From definition, we have that $(X_t)_{t\ge 0}$ is uniformly integrable if $$\sup_{t\in [0,\infty)}\int_{\{X_t > \epsilon \}} |X_t|d\mathbb{P} \rightarrow 0$$ when $\epsilon\rightarrow \infty$.
I think I can use here Dominated convergence theorem.
Define a sequence of functions: $Y_t^{\epsilon}:=X_t \mathbb{1}_{\{X_t > \epsilon \}}$
Because $|X_t|$ is bounded by $Y$ and $Y$ is integrable, we have that $(Y_t^{\epsilon})_{\epsilon} \rightarrow 0$
From Dominated convergence theorem we have that $\int_{\{X_t > \epsilon \}} |X_t|d\mathbb{P} \rightarrow 0$ as $\epsilon \rightarrow \infty$
I'm very doubtful about my solutions, itts probably wrong. Can you explain why and what I should do instead?

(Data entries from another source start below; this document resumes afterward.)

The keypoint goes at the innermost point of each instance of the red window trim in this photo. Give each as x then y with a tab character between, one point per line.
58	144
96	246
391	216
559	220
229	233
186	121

The problem is that you showed the result for a fixed $t$, but not that it holds uniformly in $t$.
Hint: note that for each $t$ and $\varepsilon$, the inequality $$|X_t|\mathbb 1_{\{ |X_t|\gt\varepsilon\}} \leqslant Y\mathbb 1_{\{ Y\gt\varepsilon\}} $$ holds. Integrate and conclude by monotone convergence.